Calculated Fermi surface plots and slices through the center of the Brillouin zone ($\mathrm{\Gamma }\text{−}\mathrm{M}$ plane) for FeSe for different applied strain $\varepsilon$ along [110] of $\varepsilon =-1.5\%$ in (a), (d), $\varepsilon =0\%$ in (b), (e), and $\varepsilon =1.5\%$ in (c), (f). 3D Fermi surface plots are colored by the magnitude of the Fermi velocity. Color bars for each row are displayed on the far right. Panels (a)–(c) show the Fermi surface with increasing strain as calculated in Wien2K using the GGA approximation (PBE functional) [44, 54], including the spin-orbit coupling. We use the experimental orthorhombic parameters ($Cmma$ symmetry and $a=5.308\AA$, $b=5.334\AA$, $c=5.486\AA$ and the volume cell of the unit cell is conserved under applied uniaxial strain.

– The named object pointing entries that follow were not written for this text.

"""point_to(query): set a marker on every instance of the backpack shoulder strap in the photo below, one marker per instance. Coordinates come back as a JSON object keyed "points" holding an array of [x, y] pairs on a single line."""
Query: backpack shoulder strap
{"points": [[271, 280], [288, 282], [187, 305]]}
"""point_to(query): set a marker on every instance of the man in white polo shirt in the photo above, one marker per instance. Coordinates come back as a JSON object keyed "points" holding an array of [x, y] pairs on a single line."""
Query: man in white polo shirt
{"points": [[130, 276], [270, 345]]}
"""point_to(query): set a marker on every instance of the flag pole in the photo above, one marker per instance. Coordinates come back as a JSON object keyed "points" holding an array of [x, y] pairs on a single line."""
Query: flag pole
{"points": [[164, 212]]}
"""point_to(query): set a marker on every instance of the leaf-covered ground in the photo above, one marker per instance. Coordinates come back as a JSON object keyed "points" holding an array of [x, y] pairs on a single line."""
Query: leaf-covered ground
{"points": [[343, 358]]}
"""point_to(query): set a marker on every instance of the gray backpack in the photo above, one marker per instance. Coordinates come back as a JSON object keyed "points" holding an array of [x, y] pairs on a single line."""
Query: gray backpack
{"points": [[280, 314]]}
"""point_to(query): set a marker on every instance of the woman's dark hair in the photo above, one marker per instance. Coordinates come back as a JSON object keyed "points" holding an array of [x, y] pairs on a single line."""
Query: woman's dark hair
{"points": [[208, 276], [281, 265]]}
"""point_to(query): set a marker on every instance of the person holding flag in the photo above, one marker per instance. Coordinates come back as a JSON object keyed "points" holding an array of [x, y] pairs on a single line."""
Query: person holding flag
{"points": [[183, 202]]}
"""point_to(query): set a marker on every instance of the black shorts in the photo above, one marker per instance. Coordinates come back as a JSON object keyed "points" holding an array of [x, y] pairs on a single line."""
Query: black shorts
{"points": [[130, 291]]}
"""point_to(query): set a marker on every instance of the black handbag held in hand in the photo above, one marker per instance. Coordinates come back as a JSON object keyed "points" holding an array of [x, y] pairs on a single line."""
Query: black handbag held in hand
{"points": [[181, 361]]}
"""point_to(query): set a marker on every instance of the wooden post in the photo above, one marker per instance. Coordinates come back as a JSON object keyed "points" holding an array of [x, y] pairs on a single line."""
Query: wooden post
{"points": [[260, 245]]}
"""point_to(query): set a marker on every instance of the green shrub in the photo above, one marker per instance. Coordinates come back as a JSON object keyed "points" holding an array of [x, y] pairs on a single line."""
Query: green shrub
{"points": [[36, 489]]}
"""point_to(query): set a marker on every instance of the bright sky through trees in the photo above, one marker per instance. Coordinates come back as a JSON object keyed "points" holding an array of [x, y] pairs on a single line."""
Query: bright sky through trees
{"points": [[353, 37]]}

Panels (d)–(f) show the Fermi surface after band renormalization and shifting are applied to match the unstrained experimental ARPES data at high temperatures above $T_s$ [6]. Band renormalization of 3 and 4 are applied to the outer hole band at $\mathrm{\Gamma }$ and both electron bands at M, respectively, and a band shift of 45 meV is applied to the electron bands and $-45$ meV is applied to the hole band to ensure charge compensation, as suggested by previous experimental ARPES data [6]. (g) In-plane and (h) out-of-plane anisotropy of the penetration depth. (i) The number of charge carriers per unit cell for each quasi-two-dimensional cylinder of each shifted Fermi surface pocket as a function of strain. The solid lines are guides to the eye.